Nice and Polished – The players now get to experience PGA Tour with the authenticity of a proper broadcast, complete with round-based statistics, situational data, scores and a visual presentation reminiscent of television. With over 3,300 camera shots and angles, PGA Tour 14 seeks to capture every perspective on an individual game. Plus, the game will feature tournament-friendly leaderboards that will “shift alongside its real-life majors”.
Variety is Key – PGA Tour 14 claims to have twenty-four distinct golfer swing styles available to players, allowing them to go wild with customization. Be it power versus control, trajectory or handedness, the game will provide players the tools to tailor their career mode golfer, with each pro golfer having their own “authentic swing style”.

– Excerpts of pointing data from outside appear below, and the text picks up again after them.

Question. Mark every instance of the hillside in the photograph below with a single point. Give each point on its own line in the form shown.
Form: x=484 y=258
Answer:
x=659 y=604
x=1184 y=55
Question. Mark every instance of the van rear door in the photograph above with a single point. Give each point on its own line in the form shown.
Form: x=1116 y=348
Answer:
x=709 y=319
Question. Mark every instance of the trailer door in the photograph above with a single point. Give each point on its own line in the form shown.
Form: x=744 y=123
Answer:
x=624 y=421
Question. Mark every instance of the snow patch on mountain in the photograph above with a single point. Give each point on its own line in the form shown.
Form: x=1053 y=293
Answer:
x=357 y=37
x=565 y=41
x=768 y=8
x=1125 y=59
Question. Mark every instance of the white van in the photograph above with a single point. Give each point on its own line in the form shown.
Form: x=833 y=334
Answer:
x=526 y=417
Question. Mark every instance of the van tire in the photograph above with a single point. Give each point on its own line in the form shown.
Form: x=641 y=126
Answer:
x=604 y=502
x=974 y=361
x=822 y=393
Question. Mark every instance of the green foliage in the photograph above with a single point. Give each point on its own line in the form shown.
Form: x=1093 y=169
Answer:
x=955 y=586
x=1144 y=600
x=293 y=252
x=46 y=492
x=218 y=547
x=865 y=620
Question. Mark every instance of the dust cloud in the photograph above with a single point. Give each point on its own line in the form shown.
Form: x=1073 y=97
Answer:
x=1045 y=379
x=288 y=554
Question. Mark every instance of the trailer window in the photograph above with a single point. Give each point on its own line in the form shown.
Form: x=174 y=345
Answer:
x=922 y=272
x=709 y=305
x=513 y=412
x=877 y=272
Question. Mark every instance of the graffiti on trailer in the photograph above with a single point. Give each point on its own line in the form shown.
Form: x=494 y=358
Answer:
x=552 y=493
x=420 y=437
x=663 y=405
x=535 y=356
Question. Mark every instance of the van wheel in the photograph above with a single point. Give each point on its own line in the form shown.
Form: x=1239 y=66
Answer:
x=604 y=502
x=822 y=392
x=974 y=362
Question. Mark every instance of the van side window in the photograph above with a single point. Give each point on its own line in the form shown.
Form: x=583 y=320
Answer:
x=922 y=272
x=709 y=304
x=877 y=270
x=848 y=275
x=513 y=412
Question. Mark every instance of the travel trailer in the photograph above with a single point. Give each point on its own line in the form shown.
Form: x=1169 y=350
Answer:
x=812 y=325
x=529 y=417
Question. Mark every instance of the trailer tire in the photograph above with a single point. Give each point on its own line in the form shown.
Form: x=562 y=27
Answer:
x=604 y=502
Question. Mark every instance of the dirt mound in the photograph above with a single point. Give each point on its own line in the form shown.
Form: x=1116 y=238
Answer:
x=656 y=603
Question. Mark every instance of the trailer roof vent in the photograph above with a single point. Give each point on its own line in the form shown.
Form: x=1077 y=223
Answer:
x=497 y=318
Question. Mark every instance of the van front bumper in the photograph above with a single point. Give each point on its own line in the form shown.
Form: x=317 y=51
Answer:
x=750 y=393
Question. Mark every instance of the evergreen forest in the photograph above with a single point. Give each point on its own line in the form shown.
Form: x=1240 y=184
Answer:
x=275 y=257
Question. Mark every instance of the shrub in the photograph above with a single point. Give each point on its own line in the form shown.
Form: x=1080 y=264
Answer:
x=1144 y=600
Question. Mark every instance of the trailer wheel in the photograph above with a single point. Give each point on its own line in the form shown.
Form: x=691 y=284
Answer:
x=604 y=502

Hit It – Players will gain access to a new and improved Strike Meter, allowing for more consistency when hitting the ball with a well-executed stroke. The Meter features a left-to-right movement as a way of simulating real-life scenarios, like side hill lies, to increase the game’s authenticity.
Ramp Up the Curve – Players can now enjoy a fifth difficulty setting called Simulation difficulty. This setting, designed for hardcore gamers seeking a more true-to-life pro-golf experience, turns off all aids in the game, like the swing meter, the green grid, and zoom to aim. The mode also allows players to use a new shot shaping feature to creatively manoeuvre the ball, as pros would do.
As it happens, these new features may be the key to securing PGA Tour‘s continued success. We’ll just have to wait and see as it approaches its March 26th release date for Xbox 360 and PlayStation 3.